Wednesday, 5 November 2025, 9:00 a.m. to 5:00 p.m.

Registration

Please register by email to researchschool+events(at)b-tu.de (Subject: Registration »Deep Dive – Machine Learning in R«). In your email, please indicate your status (doctoral or postdoctoral researcher) and your chair.

Registration is on a first come, first served basis (max. 15 participants). If the course is fully booked, we will place you on a waiting list and notify you if a spot becomes available. Please note that it may take a few days to confirm your registration.

Online Workshop: Data Science Research Lab (8–9 December 2025)

Language

English

Target Group

Doctoral and postdoctoral researchers from all departments at BTU with an interest in developing their data science projects. The participants have obtained key insights into data science in R in previous courses.

Description

The Data Science Research Lab is designed to help participants develop their own data science research projects, leveraging the understanding of data science in R obtained in previous courses. This workshop series begins with a brief project identification session, followed by hands-on focus workshops for in-depth development, and is complemented by additional office hours for individual support.

Key Components of the Data Science Research Lab are:

1. Project Identification Workshop

The participants identify relevant topics and projects, briefly presenting their ideas and discussing fundamental requirements, possible approaches, and any open questions with eoda coaches.

2. Focus

The previously selected or defined topics are developed practically. The focus is on the concrete application and further development of the learned content.

3. Additional support and advice

To ensure the sustainable implementation of workshop content, the eoda coaches offer individual support to discuss challenges and receive practical support even after the workshops.

Objectives

This workshop aims to integrate the developed concepts and methods into participants’ daily work. Additionally, the workshop provides an opportunity to clarify specific questions and advance individual initiatives.

Trainer

Lukas Löber has worked as a senior data scientist and data science trainer at eoda GmbH since 2017. He specialises in data analysis projects and knowledge transfer in data science, particularly using R and Python.
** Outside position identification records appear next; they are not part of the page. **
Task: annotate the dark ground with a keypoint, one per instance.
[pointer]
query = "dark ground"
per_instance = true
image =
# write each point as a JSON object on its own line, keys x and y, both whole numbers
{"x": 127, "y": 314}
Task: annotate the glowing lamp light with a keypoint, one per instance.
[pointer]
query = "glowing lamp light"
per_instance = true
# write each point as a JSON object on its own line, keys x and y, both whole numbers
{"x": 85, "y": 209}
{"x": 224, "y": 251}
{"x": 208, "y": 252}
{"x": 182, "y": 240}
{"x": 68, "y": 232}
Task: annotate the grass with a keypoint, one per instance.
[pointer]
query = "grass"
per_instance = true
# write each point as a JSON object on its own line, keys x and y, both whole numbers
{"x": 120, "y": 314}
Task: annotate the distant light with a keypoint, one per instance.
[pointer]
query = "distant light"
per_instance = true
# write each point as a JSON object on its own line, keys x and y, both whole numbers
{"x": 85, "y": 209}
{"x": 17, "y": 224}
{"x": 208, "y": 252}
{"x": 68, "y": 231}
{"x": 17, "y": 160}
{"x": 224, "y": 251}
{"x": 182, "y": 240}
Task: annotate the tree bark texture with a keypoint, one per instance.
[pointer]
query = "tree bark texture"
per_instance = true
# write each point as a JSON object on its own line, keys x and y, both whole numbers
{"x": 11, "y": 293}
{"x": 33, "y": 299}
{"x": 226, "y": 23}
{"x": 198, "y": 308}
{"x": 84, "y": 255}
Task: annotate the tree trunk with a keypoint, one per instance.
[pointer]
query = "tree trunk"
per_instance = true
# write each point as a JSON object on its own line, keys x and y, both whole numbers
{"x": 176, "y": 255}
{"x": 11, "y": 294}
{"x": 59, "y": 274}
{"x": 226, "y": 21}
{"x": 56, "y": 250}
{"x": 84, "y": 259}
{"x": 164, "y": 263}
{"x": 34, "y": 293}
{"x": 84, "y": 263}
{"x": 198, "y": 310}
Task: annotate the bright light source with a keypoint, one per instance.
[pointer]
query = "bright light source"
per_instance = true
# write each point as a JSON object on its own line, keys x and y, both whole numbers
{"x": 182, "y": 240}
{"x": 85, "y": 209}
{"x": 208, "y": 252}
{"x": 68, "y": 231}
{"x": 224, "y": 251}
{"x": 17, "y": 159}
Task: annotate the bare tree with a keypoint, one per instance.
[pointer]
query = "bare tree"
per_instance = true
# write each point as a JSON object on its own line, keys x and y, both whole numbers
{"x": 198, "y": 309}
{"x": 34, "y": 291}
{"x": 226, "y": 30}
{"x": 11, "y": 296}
His work covers a range of topics, from data management to specialised machine learning methods. He is a certified R trainer with Posit (RStudio) and supports clients ranging from SMEs to large corporations across various industries. He shares his experience and knowledge through consulting projects and individual coaching sessions.

Florian Schmoll has also been a senior data scientist and project manager at eoda GmbH since 2017, helping companies ranging from SMEs to large corporations in industries such as mechanical engineering and pharmaceuticals to generate value from data. A certified R trainer with Posit (RStudio), he brings his technical and methodological expertise to his data science training courses on Python and R, covering everything from the basics to advanced machine learning. As a conference speaker, he shares insights into his daily work.
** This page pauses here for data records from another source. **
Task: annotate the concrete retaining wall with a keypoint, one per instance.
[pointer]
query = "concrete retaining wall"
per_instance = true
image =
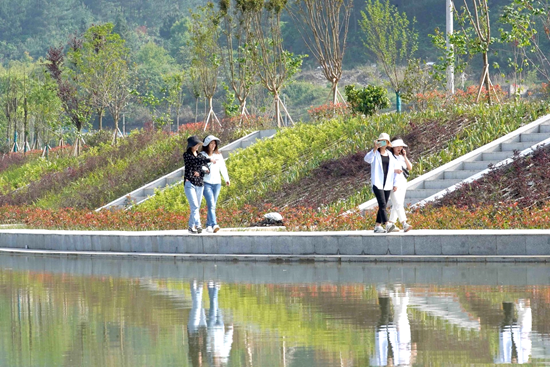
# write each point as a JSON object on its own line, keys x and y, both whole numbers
{"x": 422, "y": 245}
{"x": 287, "y": 273}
Martin Schneider has over 10 years of experience managing data science projects at eoda GmbH, spanning various industries from SMEs to large corporations. As a consultant, he supports companies in developing AI applications and enhancing data skills. Since 2014, Martin has been a data science trainer, offering courses in R and Python, from introductory levels to advanced topics. He is certified as an R trainer by RStudio (Posit) and regularly speaks at conferences on professional data science and AI applications.

Time

Monday, 8 December 2025, 9:00 a.m. to 5:00 p.m.

Tuesday, 9 December 2025, 9:00 a.m. to 1:00 p.m.

Registration

Please register by email to researchschool+events(at)b-tu.de (Subject: Registration »Data Science Research Lab«). In your email, please indicate your status (doctoral or postdoctoral researcher) and your chair.

Registration is on a first come, first served basis (max. 15 participants). If the course is fully booked, we will place you on a waiting list and notify you if a spot becomes available. Please note that it may take a few days to confirm your registration.